Seks işçiliği yapan bireyler Bağ-Kur(4/B) primlerini yatırarak emekli olabilmektedir. Fakat bu iş güvenliği sorununu çözmemektedir. Buna dair yasal talepler daha gür sesle dillendirilmelidir. Seks işçiliği tanınmadığı sürece haklar elde edilemeyecektir. Böylelikle bu denli büyük bir sektörde çalışan bireyler için bu iş, seks köleliğini yaratan bir sisteme dönüşmektedir. Seks işçiliği sektörü yasaklanarak ortadan kaldırılamaz. İşin sosyal boyutu da vardır. 15 yıl seks işçiliği yapan biri, bir anda öğretmenlik yapamaz. Bunun alt yapısı oluşturulmalıdır ve bu uzun vadede seks işçileri açısından bir haktır.
-Trans bireyler genellikle Kabahatler Kanunu m.37 gerekçe gösterilerek gözaltına alınmaktadır. Bu madde aslında işportacılar için getirilmiş bir düzenlemedir. Bu tür gözaltılarda yapılması gereken hangi gerekçeyle gözaltına alınıldığının sorulmasıdır. Gözaltı yalnızca Kabahatler Kanunu’na dayandırılamaz, gerekçesi gösterilmelidir. Kolluğun yaptığı gözaltılar savcı-hâkim kararı olmaksızın yapıldığı için, genelde kayıt dışı olmaktadır. Bu tarz hukuksuz gözaltıların tutanağa alınması talep edilmelidir. Bunu kolluk hazırlamasa da iki avukatın imzası ile hazırlanabilmektedir.

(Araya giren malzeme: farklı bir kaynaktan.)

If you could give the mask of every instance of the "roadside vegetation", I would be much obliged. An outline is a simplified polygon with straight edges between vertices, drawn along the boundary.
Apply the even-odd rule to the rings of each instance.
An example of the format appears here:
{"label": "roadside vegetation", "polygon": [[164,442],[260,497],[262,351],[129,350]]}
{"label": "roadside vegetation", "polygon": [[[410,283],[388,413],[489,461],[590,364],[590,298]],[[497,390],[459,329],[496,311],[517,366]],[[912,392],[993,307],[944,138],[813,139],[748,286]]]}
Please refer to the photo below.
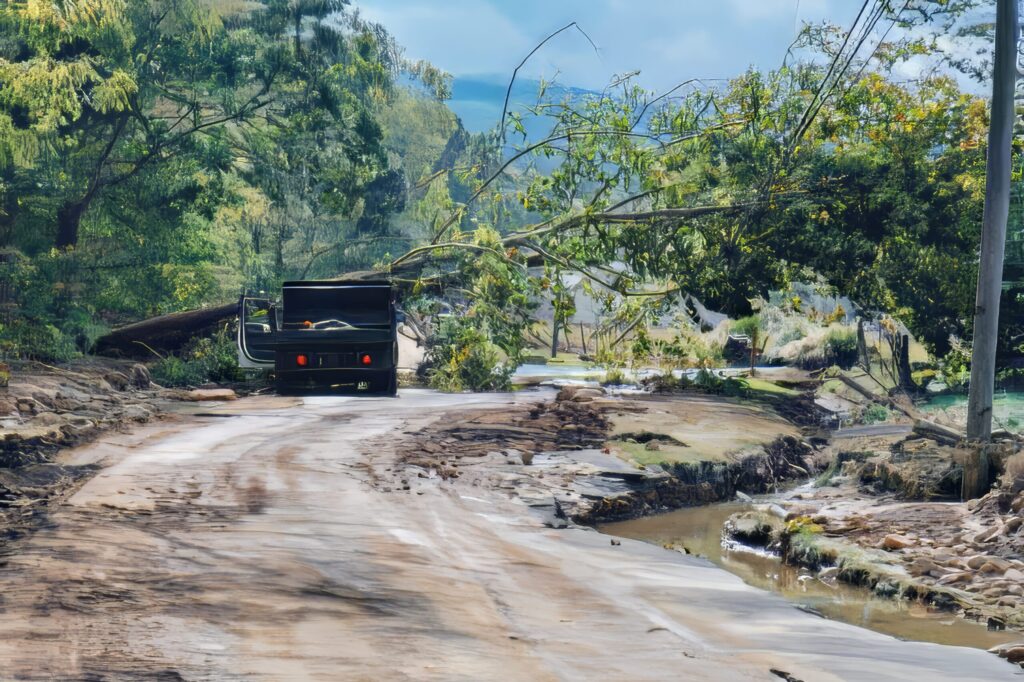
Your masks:
{"label": "roadside vegetation", "polygon": [[[973,3],[919,4],[883,7],[875,25],[917,30],[870,54],[807,26],[780,68],[671,93],[541,83],[487,134],[347,0],[6,5],[0,354],[66,361],[125,322],[376,271],[424,311],[424,376],[446,390],[507,387],[538,336],[557,355],[580,291],[602,313],[579,352],[608,367],[720,365],[702,310],[735,320],[751,365],[849,366],[858,318],[912,333],[955,389],[987,112],[941,70],[893,75],[971,71],[926,36]],[[1006,292],[1007,360],[1022,305]],[[152,350],[169,383],[233,371],[198,341]]]}

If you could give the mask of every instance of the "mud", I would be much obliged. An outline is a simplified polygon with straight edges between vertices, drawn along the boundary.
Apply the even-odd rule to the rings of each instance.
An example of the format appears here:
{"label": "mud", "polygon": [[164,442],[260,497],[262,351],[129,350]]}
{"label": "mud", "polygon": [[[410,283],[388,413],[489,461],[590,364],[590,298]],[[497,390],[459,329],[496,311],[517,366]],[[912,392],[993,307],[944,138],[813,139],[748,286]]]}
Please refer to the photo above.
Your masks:
{"label": "mud", "polygon": [[[248,398],[68,451],[103,469],[7,557],[4,677],[1011,679],[984,652],[822,620],[705,561],[546,528],[516,471],[560,481],[600,451],[408,475],[432,424],[530,419],[540,397]],[[583,445],[581,424],[550,433]]]}

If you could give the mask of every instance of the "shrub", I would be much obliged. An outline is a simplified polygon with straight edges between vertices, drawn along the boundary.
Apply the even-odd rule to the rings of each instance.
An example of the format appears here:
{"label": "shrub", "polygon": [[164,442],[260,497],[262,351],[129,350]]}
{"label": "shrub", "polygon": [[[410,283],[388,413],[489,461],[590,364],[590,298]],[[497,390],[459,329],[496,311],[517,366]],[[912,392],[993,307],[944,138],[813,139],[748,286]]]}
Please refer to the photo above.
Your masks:
{"label": "shrub", "polygon": [[849,369],[857,364],[857,332],[830,329],[825,337],[825,354],[830,364]]}
{"label": "shrub", "polygon": [[0,356],[40,362],[68,362],[81,353],[74,340],[52,324],[15,318],[0,326]]}
{"label": "shrub", "polygon": [[889,410],[884,405],[878,403],[872,403],[864,409],[864,414],[861,415],[861,421],[865,424],[878,424],[880,422],[889,420]]}
{"label": "shrub", "polygon": [[164,386],[196,386],[242,379],[234,336],[228,326],[213,336],[193,340],[180,356],[161,358],[153,365],[151,373],[153,380]]}
{"label": "shrub", "polygon": [[612,367],[605,372],[604,379],[601,381],[602,386],[622,386],[626,383],[629,383],[626,380],[626,375],[618,367]]}
{"label": "shrub", "polygon": [[942,358],[942,382],[951,391],[966,391],[971,382],[971,347],[955,341]]}
{"label": "shrub", "polygon": [[486,329],[465,316],[442,318],[427,341],[427,379],[432,388],[459,391],[506,391],[512,384],[512,363]]}

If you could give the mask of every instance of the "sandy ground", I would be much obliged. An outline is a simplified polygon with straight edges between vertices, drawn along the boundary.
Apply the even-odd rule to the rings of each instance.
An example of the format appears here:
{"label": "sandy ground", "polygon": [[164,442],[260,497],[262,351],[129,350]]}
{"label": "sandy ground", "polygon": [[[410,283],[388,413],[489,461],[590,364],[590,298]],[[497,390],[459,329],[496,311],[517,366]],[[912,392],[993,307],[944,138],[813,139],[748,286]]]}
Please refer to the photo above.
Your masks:
{"label": "sandy ground", "polygon": [[0,678],[1019,679],[499,491],[370,484],[403,433],[536,398],[249,398],[70,451],[106,468],[3,557]]}
{"label": "sandy ground", "polygon": [[[800,436],[800,430],[755,405],[693,394],[643,396],[645,412],[611,412],[612,436],[664,434],[684,445],[662,443],[653,455],[642,445],[616,440],[613,448],[628,459],[654,462],[727,461],[731,455],[766,445],[779,436]],[[632,445],[633,447],[628,447]]]}

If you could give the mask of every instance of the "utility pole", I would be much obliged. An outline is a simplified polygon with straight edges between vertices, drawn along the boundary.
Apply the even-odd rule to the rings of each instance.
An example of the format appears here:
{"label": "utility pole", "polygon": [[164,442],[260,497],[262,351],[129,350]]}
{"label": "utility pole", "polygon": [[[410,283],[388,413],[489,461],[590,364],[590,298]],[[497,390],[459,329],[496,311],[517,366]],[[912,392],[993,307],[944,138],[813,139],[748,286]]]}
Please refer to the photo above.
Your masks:
{"label": "utility pole", "polygon": [[996,0],[995,59],[992,110],[985,173],[985,213],[982,220],[981,264],[974,304],[974,347],[967,402],[967,438],[980,442],[964,471],[964,497],[984,492],[988,456],[984,443],[992,437],[992,393],[995,387],[999,297],[1003,288],[1006,220],[1010,210],[1010,145],[1017,86],[1018,0]]}

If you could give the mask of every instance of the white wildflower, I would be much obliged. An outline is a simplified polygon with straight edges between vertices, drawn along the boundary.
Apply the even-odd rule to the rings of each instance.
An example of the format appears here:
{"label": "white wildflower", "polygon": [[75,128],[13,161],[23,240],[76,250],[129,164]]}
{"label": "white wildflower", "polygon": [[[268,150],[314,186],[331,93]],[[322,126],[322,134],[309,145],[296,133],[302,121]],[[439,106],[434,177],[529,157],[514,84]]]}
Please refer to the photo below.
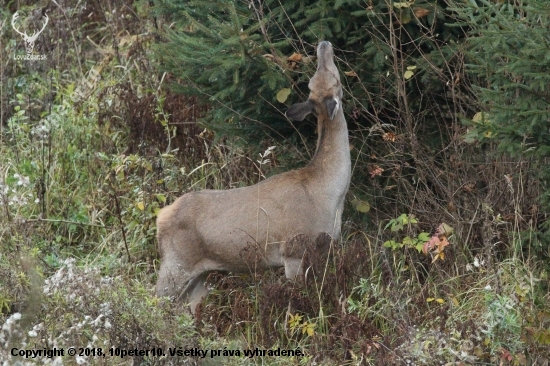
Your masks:
{"label": "white wildflower", "polygon": [[14,178],[17,179],[17,185],[27,187],[30,184],[29,177],[25,177],[24,175],[14,174]]}

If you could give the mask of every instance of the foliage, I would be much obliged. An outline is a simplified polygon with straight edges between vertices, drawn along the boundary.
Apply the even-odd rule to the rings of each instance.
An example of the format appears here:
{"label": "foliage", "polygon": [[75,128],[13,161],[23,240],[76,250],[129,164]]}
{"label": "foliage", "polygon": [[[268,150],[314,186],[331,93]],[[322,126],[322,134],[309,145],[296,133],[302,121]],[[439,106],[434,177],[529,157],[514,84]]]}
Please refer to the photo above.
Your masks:
{"label": "foliage", "polygon": [[541,0],[465,3],[456,9],[470,26],[468,71],[484,116],[470,136],[495,139],[513,154],[550,156],[550,6]]}
{"label": "foliage", "polygon": [[[41,63],[12,58],[9,19],[35,5],[1,7],[0,363],[21,361],[9,345],[105,343],[305,354],[235,365],[547,363],[547,60],[530,43],[547,9],[447,3],[167,0],[153,18],[148,1],[71,0],[46,9]],[[336,46],[351,131],[342,238],[307,253],[303,284],[212,275],[193,320],[152,295],[156,214],[308,159],[311,125],[282,112],[306,97],[319,39]]]}
{"label": "foliage", "polygon": [[317,324],[313,322],[308,322],[307,320],[302,321],[303,316],[300,314],[292,315],[288,319],[288,325],[290,326],[290,331],[294,334],[307,334],[309,337],[312,337],[315,334],[315,328]]}
{"label": "foliage", "polygon": [[[0,330],[0,360],[7,364],[62,365],[71,359],[65,353],[65,357],[41,355],[21,362],[21,357],[10,351],[13,347],[23,349],[25,345],[34,349],[65,349],[65,352],[70,347],[77,352],[88,348],[90,352],[78,352],[72,357],[79,365],[97,364],[99,359],[127,359],[128,356],[115,355],[112,350],[117,348],[161,348],[168,352],[170,347],[187,349],[198,345],[193,320],[181,307],[159,303],[137,281],[128,284],[121,278],[101,276],[98,267],[81,269],[74,259],[67,259],[46,279],[43,288],[35,290],[40,313],[16,312]],[[172,357],[171,362],[189,364],[183,357]]]}
{"label": "foliage", "polygon": [[[181,80],[178,90],[214,106],[207,116],[212,126],[258,138],[258,133],[272,130],[288,134],[283,103],[305,98],[314,71],[312,46],[327,39],[349,50],[337,57],[350,101],[347,110],[355,122],[366,126],[373,115],[384,115],[386,123],[397,124],[404,84],[396,78],[409,80],[415,74],[423,75],[422,84],[438,82],[430,65],[441,67],[441,56],[450,51],[444,45],[461,37],[459,29],[444,26],[444,2],[421,0],[414,8],[398,4],[403,6],[385,1],[366,6],[358,0],[160,0],[157,11],[169,15],[177,27],[157,54],[162,68]],[[387,26],[392,21],[398,23],[395,28]],[[408,83],[406,93],[418,95],[421,88]],[[415,101],[410,108],[422,105]]]}
{"label": "foliage", "polygon": [[[548,212],[550,173],[550,6],[544,0],[456,3],[461,25],[469,27],[467,72],[480,111],[466,140],[495,142],[501,151],[533,160],[543,182],[542,209]],[[539,224],[546,237],[548,222]],[[544,240],[544,239],[543,239]],[[542,243],[543,254],[550,242]]]}
{"label": "foliage", "polygon": [[[407,228],[407,231],[410,231],[411,226],[414,224],[418,224],[418,220],[415,219],[414,215],[402,214],[395,219],[391,219],[384,227],[384,230],[390,228],[392,232],[400,232]],[[430,234],[421,232],[416,237],[411,238],[410,236],[405,236],[399,242],[395,240],[388,240],[384,242],[384,247],[396,250],[407,246],[420,252],[424,247],[424,243],[426,243],[429,239]]]}

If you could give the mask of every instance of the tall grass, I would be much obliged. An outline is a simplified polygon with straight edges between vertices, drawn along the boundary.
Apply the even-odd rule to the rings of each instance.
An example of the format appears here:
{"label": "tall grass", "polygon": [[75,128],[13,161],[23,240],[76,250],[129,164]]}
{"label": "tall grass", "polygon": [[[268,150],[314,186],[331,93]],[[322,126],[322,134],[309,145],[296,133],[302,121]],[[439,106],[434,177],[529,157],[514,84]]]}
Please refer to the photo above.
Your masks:
{"label": "tall grass", "polygon": [[[74,346],[305,354],[222,355],[205,364],[548,362],[548,266],[540,260],[544,247],[535,224],[540,213],[530,213],[532,221],[521,214],[529,205],[536,210],[540,193],[528,179],[530,162],[495,159],[458,138],[437,168],[446,182],[438,189],[449,192],[441,201],[398,169],[397,143],[384,142],[379,165],[403,178],[396,178],[400,185],[377,175],[364,140],[375,135],[353,131],[354,173],[364,180],[354,182],[340,240],[328,251],[308,253],[303,284],[277,270],[213,275],[213,291],[196,319],[181,304],[156,298],[158,210],[186,191],[249,185],[286,170],[296,164],[295,147],[266,140],[243,149],[213,136],[196,123],[208,106],[175,95],[166,88],[169,76],[150,64],[153,38],[138,36],[152,26],[146,5],[117,8],[128,15],[120,17],[105,15],[114,4],[87,6],[94,26],[80,22],[89,8],[70,8],[70,21],[69,10],[52,10],[52,27],[37,46],[54,50],[45,64],[0,66],[0,361],[129,362],[10,354],[12,347]],[[98,29],[111,29],[110,36],[99,37]],[[112,31],[123,29],[128,34]],[[74,37],[81,48],[51,43],[58,39],[54,32]],[[3,33],[1,45],[23,52],[13,39]],[[110,48],[113,42],[119,47]],[[63,52],[66,61],[54,57]],[[419,159],[426,174],[436,176],[437,169],[427,168],[428,154]],[[521,172],[514,180],[505,178],[510,166]],[[418,222],[402,230],[387,226],[402,214]],[[407,237],[431,236],[443,221],[454,229],[443,259],[409,245]],[[137,362],[201,361],[162,356]]]}

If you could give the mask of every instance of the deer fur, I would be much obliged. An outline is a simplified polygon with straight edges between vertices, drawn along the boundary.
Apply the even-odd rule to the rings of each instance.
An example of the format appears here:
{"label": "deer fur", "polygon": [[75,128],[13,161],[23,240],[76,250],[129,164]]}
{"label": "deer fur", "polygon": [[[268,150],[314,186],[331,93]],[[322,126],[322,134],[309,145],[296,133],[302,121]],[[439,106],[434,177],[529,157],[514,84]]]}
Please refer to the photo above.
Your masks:
{"label": "deer fur", "polygon": [[188,301],[194,313],[208,293],[205,281],[211,272],[284,266],[286,277],[293,279],[303,273],[304,251],[289,248],[292,238],[339,237],[351,178],[348,128],[330,42],[318,45],[317,58],[309,99],[286,113],[298,121],[317,115],[312,161],[253,186],[187,193],[163,208],[157,218],[158,296]]}

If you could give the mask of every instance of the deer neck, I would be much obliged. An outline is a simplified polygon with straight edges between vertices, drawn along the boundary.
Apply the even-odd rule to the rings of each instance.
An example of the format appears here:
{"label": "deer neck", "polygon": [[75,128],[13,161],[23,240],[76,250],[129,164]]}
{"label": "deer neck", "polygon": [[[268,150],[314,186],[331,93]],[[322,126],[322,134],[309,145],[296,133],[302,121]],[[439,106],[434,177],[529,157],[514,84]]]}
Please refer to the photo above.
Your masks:
{"label": "deer neck", "polygon": [[317,149],[311,165],[332,189],[347,191],[351,178],[348,126],[340,109],[334,120],[319,114],[317,120]]}

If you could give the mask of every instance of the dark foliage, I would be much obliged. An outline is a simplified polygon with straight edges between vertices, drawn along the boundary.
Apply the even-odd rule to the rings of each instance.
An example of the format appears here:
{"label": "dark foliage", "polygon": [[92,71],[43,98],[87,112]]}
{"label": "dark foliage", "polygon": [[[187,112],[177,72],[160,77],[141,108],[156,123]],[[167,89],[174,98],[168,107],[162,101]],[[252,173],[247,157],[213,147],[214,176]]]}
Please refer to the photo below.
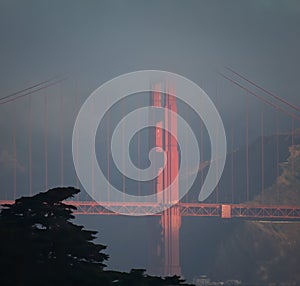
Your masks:
{"label": "dark foliage", "polygon": [[[117,286],[166,286],[166,285],[182,285],[185,284],[184,280],[178,276],[173,277],[155,277],[146,274],[145,269],[132,269],[129,273],[120,273],[116,271],[110,271],[109,276],[112,281],[112,285]],[[192,286],[192,285],[190,285]]]}
{"label": "dark foliage", "polygon": [[78,192],[55,188],[4,206],[0,214],[2,285],[83,285],[99,275],[108,259],[102,252],[106,246],[92,242],[97,232],[73,224],[76,208],[62,202]]}
{"label": "dark foliage", "polygon": [[187,285],[179,277],[152,277],[141,269],[104,271],[108,255],[106,246],[93,242],[97,232],[71,222],[76,207],[65,200],[77,193],[71,187],[54,188],[2,206],[1,285]]}

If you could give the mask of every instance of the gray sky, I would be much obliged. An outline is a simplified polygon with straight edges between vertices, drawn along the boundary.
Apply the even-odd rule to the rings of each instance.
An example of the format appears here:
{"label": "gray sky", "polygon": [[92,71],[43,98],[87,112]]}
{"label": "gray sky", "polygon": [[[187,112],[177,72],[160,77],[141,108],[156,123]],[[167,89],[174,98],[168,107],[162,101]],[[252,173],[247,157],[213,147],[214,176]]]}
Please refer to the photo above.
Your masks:
{"label": "gray sky", "polygon": [[[215,102],[225,127],[235,122],[236,133],[240,134],[236,138],[237,148],[243,145],[245,92],[222,79],[217,71],[224,72],[224,67],[230,66],[300,105],[300,2],[296,0],[1,0],[0,41],[0,97],[56,75],[68,76],[64,83],[32,96],[33,165],[37,177],[34,191],[41,190],[44,184],[38,175],[44,168],[45,96],[50,185],[60,182],[57,166],[61,98],[65,183],[74,185],[75,176],[68,170],[72,169],[70,146],[75,97],[80,105],[98,86],[123,73],[162,69],[193,80]],[[257,116],[261,105],[251,99],[249,106],[253,140],[259,134]],[[271,108],[265,109],[266,132],[272,133],[275,113]],[[18,185],[24,183],[23,191],[28,186],[28,110],[28,98],[0,105],[0,180],[8,190],[1,194],[2,198],[9,198],[12,193],[13,130],[18,151]],[[289,130],[290,120],[280,119],[283,122],[280,130]],[[84,220],[90,228],[102,229],[95,217]],[[105,243],[111,249],[108,251],[112,256],[111,267],[128,269],[143,263],[146,266],[147,261],[138,251],[129,263],[121,259],[118,235],[113,229],[122,219],[99,218],[99,221],[103,224],[101,233],[105,233]],[[127,223],[130,221],[126,219]],[[128,245],[138,245],[134,241],[137,238],[129,234],[124,239]]]}

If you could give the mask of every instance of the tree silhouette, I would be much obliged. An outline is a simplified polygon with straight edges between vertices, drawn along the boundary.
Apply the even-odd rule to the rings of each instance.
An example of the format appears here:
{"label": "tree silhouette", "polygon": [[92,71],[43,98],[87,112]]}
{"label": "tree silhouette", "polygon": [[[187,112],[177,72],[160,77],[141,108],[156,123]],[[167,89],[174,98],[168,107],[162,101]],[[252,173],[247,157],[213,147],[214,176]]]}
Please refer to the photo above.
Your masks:
{"label": "tree silhouette", "polygon": [[96,231],[71,222],[76,210],[65,201],[79,193],[54,188],[22,197],[0,212],[0,285],[159,286],[188,285],[179,277],[154,277],[144,269],[104,271],[106,246]]}
{"label": "tree silhouette", "polygon": [[108,259],[102,252],[106,246],[92,242],[96,231],[73,224],[76,207],[63,203],[78,192],[71,187],[54,188],[4,205],[0,213],[1,285],[82,286],[105,279],[101,273]]}

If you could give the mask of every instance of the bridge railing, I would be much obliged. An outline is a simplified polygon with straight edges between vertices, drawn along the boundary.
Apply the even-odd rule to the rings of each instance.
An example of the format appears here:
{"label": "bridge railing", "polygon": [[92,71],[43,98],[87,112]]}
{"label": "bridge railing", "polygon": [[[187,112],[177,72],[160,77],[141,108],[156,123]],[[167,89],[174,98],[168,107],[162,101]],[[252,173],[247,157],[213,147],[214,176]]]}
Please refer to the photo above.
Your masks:
{"label": "bridge railing", "polygon": [[[0,205],[13,203],[12,200],[0,201]],[[77,208],[74,213],[78,215],[119,215],[120,213],[161,215],[159,213],[161,206],[155,203],[103,202],[98,204],[94,201],[66,201],[66,203],[74,205]],[[300,220],[300,206],[178,203],[173,207],[179,208],[182,216],[219,217],[222,219]]]}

-Kesilen para cezalarına karşı Sulh Ceza Mahkemesi’ne başvuru yapılmalıdır. Bu tür cezalarda başvuru yapılmadığı için, devlet görmezden gelmektedir. Sonuç alınamamasına rağmen bu yollara gidilmesi ve uygulanan bu hukuksuzlukların itiraz yoluyla rakamlara aksettirilmesi gerekmektedir.
-LGBTİ bireylerin kendi içinde yaşadıkları sosyalleşme sorunu göz önünde bulundurulduğunda anlaşılır olmasına karşın, internet üzerinden kurulan arkadaşlıklarda çok dikkatli olunmalıdır. Erkekliğini birlikte olduğu kişiyi öldürmek üzerinden tatmin etmeye çalışan, en iyi ihtimalle gasp edip şiddet uygulayarak tramvatik sonuçlara sebep olan birçok insanla karşılaşılabilmektedir. Bunun dışında özellikle Kürdistan’da Hizbullah ve Polisin LGBTİ bireyleri fişlemesi çift yönlü bir saldırıya da açık alan bırakmaktadır. Bu yönden kişinin önceliğine alması gereken nokta güvenliği olmalıdır.
-Öncesinde daha kapalı olan diğer siyasetlerle, kadın kurumları ve diğer LGBTİ oluşumları ile ilişkiler güçlendirilmelidir. Öz örgütlülükler güçlendirilmeli, talepler siyasi bir çizgide dillendirilmelidir. Diğer kurumların içinde barındırdıkları homofobi ve transfobiyi kırmak adına, daha çok temasta bulunulmalıdır. Bu noktada asıl görev, biz LGBTİ örgütlerinindir.